'In this shite-house of a country even the lunatics are fascist.'
Eduardo Mendoza's The Mystery of the Enchanted Crypt (1979, translated by Nick Caistor, 2008) is narrated by a lunatic. Well, at the start of the novel, he's an inmate in a lunatic asylum. That comment is made by one of the staff doctors. But Dr. Sugrañes, the head of the asylum, tells our narrator he's recovered. (We might have some doubts.) It's only a bureaucratic snafu that's keeping him inside. And if only he'll perform a small service, just a very small service, for Inspector Flores, he can win his freedom.
The narrator was a police informer before he fell foul of the police, and was locked up in the asylum. (Exactly why an asylum and not prison is not made particularly clear.) He's presumed to know the streets and have sources of information.
The case Flores wants solved is the disappearance of a fourteen-year-old girl from a convent school. Six years before there was a similar disappearance, but the case was dropped and the mystery never explained when the girl returned a few days later. Flores wants to know what happened, make sure this girl returns, too, but wants deniability if he needs it. Hence our narrator is put on the case.
The 1979 date is important. The novel is set in the immediate post-Franco era in Barcelona. Flores was a policeman in the Franco era; he remains in his position after the death of Franco. The narrator was locked up in the Franco years. Was his case political as well? Probably.
It's funny, or I thought so, though some of the jokes are a bit insider-y:
'...all she ever bought were the Planeta prizewinners, and you know what they're like.' [109]

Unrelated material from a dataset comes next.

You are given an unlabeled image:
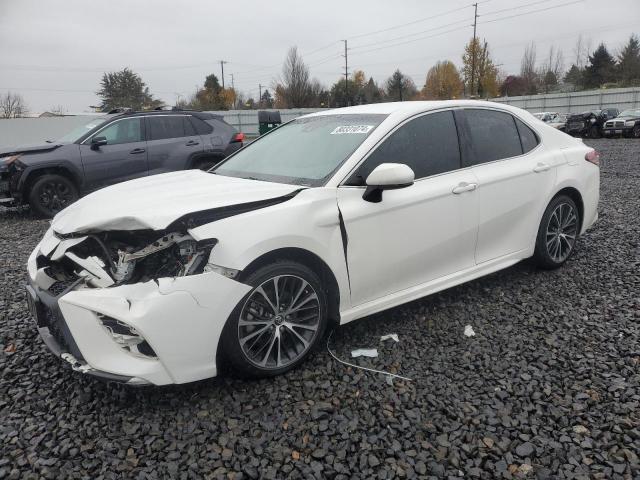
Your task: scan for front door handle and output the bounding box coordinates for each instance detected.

I immediately looked up to see if Mendoza had won the Planeta prize. He had not. But they didn't hold it against him (or maybe they did?) because he won it later.

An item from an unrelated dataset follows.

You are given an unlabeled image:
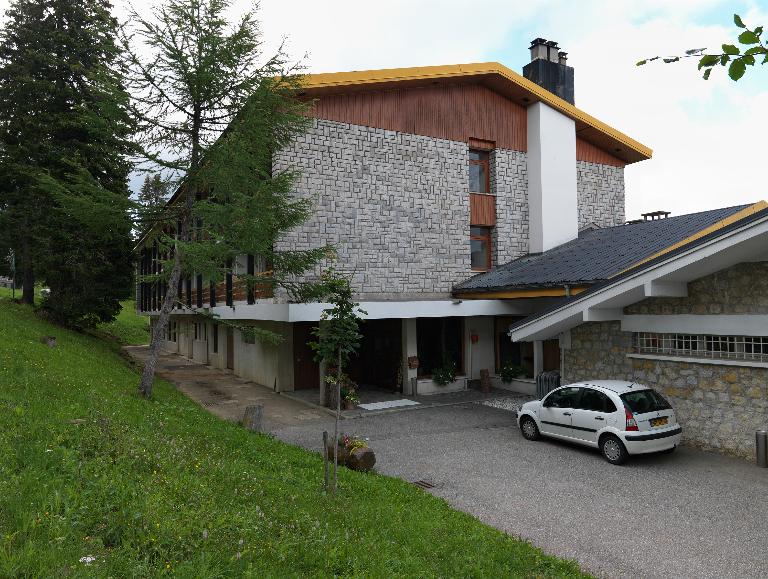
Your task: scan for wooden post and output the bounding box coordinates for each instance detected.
[323,430,328,492]
[243,404,264,432]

'I hailed a taxi I had spotted, jumped in and told the driver,
"Follow those two cars. I'm from the secret police."
"So am I," he said. "Which branch?"
"Drugs," I improvised. "How is the wage bargaining going?"

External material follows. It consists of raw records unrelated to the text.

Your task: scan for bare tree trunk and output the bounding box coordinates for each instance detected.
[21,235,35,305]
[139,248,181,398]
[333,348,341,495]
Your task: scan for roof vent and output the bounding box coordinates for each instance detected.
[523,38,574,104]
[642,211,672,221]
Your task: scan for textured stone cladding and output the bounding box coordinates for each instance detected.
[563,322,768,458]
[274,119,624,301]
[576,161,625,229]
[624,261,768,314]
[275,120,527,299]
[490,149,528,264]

"Badly, as usual," grumbled the bogus taxi driver. "We'll see what happens at these elections. I'm going to vote Felipe González: what about you?"
"Whoever my bosses tell me to." [143]
González is a socialist. Perhaps not whom the secret police should be voting for. And:
'Seeing a dentist weep so despairingly was strangely moving.' [151]
Which made me laugh out loud, though maybe that's just me...
There's also a running joke about how our narrator can't get a shower; he was in the middle of a soccer game at the insane asylum when he was first put on the case and never gets a wash until the end.
It's also got the shape of a P.I. novel and the solution isn't bad.
Politics, humor, plotting. Pretty good all-in-all. This is the first in a series by Mendoza with his mad detective.
Mendoza is a contemporary Spanish novelist (b. 1943) and celebrated--he won the Premio Cervantes in 2016--but only some of his works have made it into English. This is the first thing by him I've read, but I'm definitely going to keep an eye out for others. Wikipedia says his works are divided, like Graham Greene's sometimes were, into 'novels' and 'entertainments'. If so, this was an entertainment--and indeed it was--but substantial enough, too.
I'm not really sure where I heard about him, probably someone in the bloggy world, though. If it was you, it's OK, you can now raise your hand...
At 192 pages, and not particularly dense ones, I'm guessing it's 50000 words, maybe a little long for the category, but I say it's a Novella in November!